- It deserves its status as a classic story.
- I can’t believe they used an actual iron to straighten their hair.
- Let’s just say nobody better destroy a manuscript of mine.
- Poor Laurie. Love you like a brother.
- Sometimes a good scolding from a pretty girl can bring a guy back from his dissolute ways.
- How exactly do you pronounce “Bhaer”? (Jaz: Jo writes that it’s a cross between “bear” and “beer.” Bah-eer?) And did he have to be so much older than Jo?
- I admire the Littles’ charitable spirit.
- A tragic death seems to be inevitable in a classic. R.I.P. Beth
- If you feel inclined to see how your first name would look with a certain guy’s last name, don’t leave the slip of paper lying around where someone else can find it.
- If you have an interesting life like Jo’s, write about it instead of writing trashy or gory tales or whatever else is popular.

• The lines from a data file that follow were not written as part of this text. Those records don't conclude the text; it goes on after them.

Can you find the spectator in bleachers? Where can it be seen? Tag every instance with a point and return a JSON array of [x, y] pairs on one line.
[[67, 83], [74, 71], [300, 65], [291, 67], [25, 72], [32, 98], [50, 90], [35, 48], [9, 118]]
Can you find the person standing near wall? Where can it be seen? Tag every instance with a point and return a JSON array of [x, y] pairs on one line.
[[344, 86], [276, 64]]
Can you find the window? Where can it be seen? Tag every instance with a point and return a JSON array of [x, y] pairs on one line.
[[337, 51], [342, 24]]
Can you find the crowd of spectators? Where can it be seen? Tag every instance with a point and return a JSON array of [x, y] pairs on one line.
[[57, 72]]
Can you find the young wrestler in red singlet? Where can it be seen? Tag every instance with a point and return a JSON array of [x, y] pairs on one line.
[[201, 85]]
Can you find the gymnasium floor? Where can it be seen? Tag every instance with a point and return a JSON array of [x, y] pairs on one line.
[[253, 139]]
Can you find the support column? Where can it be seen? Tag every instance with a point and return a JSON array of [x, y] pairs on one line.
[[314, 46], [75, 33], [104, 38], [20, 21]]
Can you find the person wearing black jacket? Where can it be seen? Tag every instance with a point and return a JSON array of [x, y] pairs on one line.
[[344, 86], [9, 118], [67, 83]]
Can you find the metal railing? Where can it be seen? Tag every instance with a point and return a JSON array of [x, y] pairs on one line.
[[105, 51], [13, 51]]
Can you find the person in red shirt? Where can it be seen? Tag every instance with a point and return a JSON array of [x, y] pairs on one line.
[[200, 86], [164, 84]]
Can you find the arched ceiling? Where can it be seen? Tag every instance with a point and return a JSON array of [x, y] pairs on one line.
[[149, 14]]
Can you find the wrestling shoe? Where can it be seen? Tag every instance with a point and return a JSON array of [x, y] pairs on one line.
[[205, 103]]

Jaz: If I were to rewrite Little Women, it would go something along these lines:
Amy, the spoiled little brat, dies in Beth’s place. Beth marries the cute crippled boy and they produce five happy, healthy children. Jo and Laurie wed after all, globetrot the year round, and get into trouble and adventures. Marmie catches whatever it was Amy got, dies nobly and tragically, and the father returns from the war to board comfortably with Laurie’s lovable old uncle next door (Beth keeps the house). Meg moves far, far away with John The Tutor Man. Mr. Bhaer never enters the picture.
I read Little Women eagerly at the age of 11. Several rereads later I realized it was a bit … saccharine. And preachy. The end, where Joe marries the professor, seems abrupt, as if the author married her off simply to please her audience. Maybe not. It is a good book, well-written and full of most excellent morals and amusing situations. My cynical opinions are likely due to an overdose of L. M. Alcott literature. Among the novels I read (Little Men, Jo’s Boys, Jack and Jill, etc etc etc…), An Old Fashioned Girl and Eight Cousins proved the most enjoyable. Also, don’t forget to check out The Inheritance, Alcott’s first novel. It gives an enlightening look into the talent and imagination of a 17-year-old aspiring novelist.
These books are pleasant reading enough, but – as I learned the hard way – a little leaven leavens the whole lump. Which explains why I found her sensational romance novel, A Long Fatal Love Chase, refreshing. Romance! Intrigue! Suspense! And all so delightfully overdone. And if you can find other earlier novels of hers, I’d suggest those as well. You may be surprised.